The importance of nutrition lessons and the way to enable children to engage with the subject of nutrition has been highlighted by researchers at the University of Stanford.
The team concluded that children voluntarily eat more vegetables if they are aware of why their bodies need different foods. The researchers believed that “people often assume that explanations of complex, abstract concepts will be too confusing for young children” but that children can understand a conceptual approach to nutrition.
The study also emphasised the importance of natural curiosity and the tendency of children to question how things work.
Doubled vegetable intake
Psychologists Sarah Gripshover and Ellen Markman created five storybooks to highlight the important areas of nutrition; covering “the importance of variety, how digestion works, the different food groups, characteristics of nutrients, and how nutrients help the body function”.

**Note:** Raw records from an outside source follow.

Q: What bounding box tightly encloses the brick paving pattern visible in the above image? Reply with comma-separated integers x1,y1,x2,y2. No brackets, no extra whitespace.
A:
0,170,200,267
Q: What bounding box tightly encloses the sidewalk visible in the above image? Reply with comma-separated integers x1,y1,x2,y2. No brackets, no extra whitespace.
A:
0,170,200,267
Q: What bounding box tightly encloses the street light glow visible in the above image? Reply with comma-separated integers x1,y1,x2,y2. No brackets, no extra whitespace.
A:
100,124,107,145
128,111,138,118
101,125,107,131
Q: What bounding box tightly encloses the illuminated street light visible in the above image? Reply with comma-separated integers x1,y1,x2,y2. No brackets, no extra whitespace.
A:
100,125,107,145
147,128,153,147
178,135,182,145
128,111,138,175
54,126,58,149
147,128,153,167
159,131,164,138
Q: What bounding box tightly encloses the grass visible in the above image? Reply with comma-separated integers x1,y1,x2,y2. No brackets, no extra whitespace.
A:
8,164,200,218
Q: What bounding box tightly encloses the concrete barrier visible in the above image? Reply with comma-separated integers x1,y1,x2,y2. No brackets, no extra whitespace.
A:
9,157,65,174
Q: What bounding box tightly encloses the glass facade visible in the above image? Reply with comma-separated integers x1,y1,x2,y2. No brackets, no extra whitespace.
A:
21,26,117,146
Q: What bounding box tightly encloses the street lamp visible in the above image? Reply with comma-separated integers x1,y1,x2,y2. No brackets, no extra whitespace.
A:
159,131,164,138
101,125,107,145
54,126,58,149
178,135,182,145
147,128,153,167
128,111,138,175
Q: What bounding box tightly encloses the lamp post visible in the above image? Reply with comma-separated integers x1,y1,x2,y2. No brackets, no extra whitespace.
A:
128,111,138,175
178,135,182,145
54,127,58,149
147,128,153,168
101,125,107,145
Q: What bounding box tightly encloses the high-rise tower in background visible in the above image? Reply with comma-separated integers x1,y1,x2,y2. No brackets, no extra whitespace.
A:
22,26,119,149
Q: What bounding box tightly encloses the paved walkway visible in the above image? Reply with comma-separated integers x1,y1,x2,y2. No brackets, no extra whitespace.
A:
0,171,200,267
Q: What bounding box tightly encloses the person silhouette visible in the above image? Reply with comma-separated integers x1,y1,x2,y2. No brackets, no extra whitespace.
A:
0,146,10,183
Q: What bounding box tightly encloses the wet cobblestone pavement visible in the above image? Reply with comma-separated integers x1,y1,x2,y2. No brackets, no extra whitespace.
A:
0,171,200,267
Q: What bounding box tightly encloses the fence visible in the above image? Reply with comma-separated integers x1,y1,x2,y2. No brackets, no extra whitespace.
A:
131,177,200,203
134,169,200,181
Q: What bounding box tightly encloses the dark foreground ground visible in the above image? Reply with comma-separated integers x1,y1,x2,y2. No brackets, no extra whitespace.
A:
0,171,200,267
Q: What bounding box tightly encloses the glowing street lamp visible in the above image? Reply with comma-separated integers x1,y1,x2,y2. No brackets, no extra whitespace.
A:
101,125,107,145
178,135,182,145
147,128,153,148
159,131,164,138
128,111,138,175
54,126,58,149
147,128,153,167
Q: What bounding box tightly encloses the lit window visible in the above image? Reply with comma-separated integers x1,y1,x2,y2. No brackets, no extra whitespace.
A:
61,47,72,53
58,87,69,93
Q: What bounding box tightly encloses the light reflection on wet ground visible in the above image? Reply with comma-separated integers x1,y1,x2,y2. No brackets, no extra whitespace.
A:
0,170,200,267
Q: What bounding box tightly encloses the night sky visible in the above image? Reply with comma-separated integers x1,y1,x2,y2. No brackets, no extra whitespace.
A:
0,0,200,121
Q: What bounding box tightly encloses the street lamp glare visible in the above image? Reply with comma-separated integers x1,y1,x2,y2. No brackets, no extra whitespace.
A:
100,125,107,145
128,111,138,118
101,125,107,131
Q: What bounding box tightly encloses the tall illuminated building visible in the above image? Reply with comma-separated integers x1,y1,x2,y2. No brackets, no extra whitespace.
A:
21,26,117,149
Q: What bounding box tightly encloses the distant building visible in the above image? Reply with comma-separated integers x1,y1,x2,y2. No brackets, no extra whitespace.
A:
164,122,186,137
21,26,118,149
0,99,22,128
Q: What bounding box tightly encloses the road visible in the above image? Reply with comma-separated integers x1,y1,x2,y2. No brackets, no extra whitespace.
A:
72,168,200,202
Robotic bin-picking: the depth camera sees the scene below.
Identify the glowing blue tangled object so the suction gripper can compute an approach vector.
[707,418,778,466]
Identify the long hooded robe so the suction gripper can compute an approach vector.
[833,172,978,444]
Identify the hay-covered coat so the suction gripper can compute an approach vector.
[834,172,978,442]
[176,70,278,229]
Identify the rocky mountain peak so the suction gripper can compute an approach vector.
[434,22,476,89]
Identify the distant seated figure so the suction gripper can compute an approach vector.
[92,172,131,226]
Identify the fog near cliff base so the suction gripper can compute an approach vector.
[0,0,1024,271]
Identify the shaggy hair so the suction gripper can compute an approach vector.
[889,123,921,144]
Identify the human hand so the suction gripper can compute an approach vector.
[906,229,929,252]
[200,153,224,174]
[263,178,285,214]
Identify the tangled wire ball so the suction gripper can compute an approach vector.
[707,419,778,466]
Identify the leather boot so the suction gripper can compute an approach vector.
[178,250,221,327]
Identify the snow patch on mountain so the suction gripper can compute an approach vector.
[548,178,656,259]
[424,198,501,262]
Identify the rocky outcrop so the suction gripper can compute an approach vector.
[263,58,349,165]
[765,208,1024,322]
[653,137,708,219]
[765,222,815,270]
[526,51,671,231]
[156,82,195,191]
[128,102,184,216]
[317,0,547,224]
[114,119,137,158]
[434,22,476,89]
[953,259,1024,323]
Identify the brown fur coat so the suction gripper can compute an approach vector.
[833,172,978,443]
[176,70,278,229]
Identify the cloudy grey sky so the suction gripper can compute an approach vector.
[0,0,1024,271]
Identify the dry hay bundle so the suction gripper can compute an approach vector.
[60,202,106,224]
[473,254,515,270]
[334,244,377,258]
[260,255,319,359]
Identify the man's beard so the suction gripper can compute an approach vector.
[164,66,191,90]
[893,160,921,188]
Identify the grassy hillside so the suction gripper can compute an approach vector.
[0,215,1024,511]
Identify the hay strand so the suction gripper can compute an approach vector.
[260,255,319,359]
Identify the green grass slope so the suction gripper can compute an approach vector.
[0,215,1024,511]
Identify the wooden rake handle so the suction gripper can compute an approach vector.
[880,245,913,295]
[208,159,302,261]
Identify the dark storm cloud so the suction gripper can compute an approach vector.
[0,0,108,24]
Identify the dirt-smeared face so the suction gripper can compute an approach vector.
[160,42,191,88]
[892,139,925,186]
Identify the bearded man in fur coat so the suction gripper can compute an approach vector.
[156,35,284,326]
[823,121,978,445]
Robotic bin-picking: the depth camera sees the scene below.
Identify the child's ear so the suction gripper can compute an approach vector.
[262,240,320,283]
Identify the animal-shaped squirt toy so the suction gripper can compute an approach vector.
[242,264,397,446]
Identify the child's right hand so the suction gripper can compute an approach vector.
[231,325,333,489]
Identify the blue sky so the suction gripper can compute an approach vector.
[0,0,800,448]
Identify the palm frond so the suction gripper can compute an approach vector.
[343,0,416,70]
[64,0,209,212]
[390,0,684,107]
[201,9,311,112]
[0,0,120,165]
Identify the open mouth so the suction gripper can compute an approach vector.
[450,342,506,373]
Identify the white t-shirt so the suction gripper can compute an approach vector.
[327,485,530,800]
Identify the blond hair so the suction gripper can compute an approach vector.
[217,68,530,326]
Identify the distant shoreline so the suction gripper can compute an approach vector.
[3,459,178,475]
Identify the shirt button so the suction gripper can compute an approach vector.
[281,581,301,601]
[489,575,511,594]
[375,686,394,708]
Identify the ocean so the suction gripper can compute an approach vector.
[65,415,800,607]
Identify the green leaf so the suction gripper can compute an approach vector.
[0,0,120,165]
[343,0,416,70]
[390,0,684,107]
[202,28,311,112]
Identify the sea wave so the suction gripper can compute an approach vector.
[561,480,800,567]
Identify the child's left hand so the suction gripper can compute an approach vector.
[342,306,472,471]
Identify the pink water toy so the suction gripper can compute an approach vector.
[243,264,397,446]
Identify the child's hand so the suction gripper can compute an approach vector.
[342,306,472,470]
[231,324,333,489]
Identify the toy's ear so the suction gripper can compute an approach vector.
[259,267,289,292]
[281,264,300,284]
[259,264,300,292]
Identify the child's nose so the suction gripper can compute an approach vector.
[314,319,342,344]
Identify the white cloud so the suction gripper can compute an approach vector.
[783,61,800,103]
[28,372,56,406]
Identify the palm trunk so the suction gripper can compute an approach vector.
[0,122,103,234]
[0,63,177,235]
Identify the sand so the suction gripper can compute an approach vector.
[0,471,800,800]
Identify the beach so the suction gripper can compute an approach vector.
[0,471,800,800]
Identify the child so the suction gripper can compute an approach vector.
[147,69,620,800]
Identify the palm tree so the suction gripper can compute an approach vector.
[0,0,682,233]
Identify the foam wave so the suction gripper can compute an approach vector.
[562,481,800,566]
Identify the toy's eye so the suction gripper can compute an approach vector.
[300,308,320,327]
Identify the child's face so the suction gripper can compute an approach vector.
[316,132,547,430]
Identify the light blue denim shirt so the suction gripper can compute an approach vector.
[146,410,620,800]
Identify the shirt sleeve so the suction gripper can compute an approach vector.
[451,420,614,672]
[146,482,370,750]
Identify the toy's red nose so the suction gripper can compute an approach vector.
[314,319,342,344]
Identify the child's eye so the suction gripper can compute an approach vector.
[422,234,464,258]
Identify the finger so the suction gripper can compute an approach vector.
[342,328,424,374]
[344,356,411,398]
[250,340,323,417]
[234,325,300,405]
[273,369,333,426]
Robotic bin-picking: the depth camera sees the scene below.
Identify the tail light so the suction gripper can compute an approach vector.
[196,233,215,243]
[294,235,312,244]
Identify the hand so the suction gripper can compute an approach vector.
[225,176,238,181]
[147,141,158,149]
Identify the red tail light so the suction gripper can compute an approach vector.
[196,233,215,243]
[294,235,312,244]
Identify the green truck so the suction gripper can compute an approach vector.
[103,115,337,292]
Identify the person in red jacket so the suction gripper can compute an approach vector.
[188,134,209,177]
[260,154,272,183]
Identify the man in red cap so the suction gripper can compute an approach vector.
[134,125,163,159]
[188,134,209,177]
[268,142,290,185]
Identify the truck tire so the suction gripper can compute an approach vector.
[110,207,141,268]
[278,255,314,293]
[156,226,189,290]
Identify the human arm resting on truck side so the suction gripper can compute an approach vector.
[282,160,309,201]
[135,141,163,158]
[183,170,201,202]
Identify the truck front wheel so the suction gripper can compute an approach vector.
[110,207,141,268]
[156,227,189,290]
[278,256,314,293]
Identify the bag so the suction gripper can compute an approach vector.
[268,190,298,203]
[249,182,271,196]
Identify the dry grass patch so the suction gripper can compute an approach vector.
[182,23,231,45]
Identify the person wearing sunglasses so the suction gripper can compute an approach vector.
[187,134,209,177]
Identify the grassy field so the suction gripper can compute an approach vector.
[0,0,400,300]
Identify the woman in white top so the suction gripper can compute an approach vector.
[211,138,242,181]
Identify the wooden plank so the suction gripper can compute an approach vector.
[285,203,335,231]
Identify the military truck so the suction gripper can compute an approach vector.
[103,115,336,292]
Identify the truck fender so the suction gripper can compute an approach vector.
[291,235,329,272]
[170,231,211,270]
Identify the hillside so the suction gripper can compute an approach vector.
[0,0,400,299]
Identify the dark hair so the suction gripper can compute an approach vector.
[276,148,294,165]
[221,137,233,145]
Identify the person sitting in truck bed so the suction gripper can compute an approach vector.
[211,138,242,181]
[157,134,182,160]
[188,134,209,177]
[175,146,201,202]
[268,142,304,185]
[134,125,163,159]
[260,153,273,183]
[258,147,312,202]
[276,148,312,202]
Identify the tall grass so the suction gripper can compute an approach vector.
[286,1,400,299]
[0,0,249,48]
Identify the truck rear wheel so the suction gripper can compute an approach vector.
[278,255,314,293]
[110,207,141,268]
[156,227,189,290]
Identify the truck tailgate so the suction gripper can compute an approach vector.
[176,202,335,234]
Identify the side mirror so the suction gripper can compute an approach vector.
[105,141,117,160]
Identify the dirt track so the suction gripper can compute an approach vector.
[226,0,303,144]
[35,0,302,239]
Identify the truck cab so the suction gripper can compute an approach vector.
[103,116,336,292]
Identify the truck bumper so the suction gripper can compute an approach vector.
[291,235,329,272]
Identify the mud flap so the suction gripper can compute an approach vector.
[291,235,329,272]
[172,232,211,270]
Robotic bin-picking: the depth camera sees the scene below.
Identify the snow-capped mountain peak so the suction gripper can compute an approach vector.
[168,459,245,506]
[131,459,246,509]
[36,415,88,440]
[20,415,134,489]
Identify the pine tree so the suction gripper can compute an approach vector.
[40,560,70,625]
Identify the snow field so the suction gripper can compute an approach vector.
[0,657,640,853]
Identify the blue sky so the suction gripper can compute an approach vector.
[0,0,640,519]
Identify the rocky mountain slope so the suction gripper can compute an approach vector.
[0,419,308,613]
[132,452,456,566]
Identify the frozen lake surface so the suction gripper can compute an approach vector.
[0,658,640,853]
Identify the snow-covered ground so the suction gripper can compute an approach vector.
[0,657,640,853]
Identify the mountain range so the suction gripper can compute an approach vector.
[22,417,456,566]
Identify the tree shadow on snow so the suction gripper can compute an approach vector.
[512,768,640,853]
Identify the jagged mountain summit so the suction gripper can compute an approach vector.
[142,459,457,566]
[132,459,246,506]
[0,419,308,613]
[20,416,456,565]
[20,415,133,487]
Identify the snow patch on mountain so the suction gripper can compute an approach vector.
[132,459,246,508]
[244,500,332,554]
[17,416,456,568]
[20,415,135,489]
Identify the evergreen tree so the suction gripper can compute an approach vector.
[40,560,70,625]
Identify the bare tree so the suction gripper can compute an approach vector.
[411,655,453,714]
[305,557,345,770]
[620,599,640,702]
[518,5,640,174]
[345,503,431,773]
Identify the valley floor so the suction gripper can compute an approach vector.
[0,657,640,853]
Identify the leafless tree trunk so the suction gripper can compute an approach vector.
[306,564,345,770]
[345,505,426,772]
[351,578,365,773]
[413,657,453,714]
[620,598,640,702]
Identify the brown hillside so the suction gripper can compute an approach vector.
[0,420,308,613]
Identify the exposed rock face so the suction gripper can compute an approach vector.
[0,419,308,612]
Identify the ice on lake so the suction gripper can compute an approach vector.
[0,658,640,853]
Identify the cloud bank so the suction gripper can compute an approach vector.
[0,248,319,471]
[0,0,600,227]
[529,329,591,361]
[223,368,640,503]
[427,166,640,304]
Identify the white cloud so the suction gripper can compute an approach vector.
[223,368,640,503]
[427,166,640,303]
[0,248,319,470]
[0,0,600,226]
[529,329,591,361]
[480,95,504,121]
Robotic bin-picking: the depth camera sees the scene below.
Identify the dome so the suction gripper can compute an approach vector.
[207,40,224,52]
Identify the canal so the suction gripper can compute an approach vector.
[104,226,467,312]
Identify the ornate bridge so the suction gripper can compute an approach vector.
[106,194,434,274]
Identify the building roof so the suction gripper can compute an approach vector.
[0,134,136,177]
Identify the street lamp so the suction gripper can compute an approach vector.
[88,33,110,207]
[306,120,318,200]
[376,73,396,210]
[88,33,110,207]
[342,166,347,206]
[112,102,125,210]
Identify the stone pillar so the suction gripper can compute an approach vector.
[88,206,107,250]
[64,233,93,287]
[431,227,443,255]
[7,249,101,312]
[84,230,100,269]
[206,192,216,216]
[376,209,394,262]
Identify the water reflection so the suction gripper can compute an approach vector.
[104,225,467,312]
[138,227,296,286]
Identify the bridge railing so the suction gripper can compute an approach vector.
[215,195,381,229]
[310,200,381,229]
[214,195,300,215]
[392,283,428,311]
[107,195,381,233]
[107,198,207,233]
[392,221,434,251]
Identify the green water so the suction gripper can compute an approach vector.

These were then each read during snack time to one set of children, aged 4-5, who then more than doubled their vegetable intake. The voluntary intake of children who had not heard the storybooks at the school did not change, suggesting the reading really did make a difference. The children’s awareness of both nutrition and digestion also increased following this, suggesting they had a greater understanding that could perhaps be applied further.
The researchers explained that they clarified to “children why their body needs different kinds of healthy food. We did not train children to eat more vegetables specifically," meaning the approach is not limited to one issue. They believe more research could discover whether these gains in healthy eating would translate to other mealtimes, including at home, as well as whether they would last.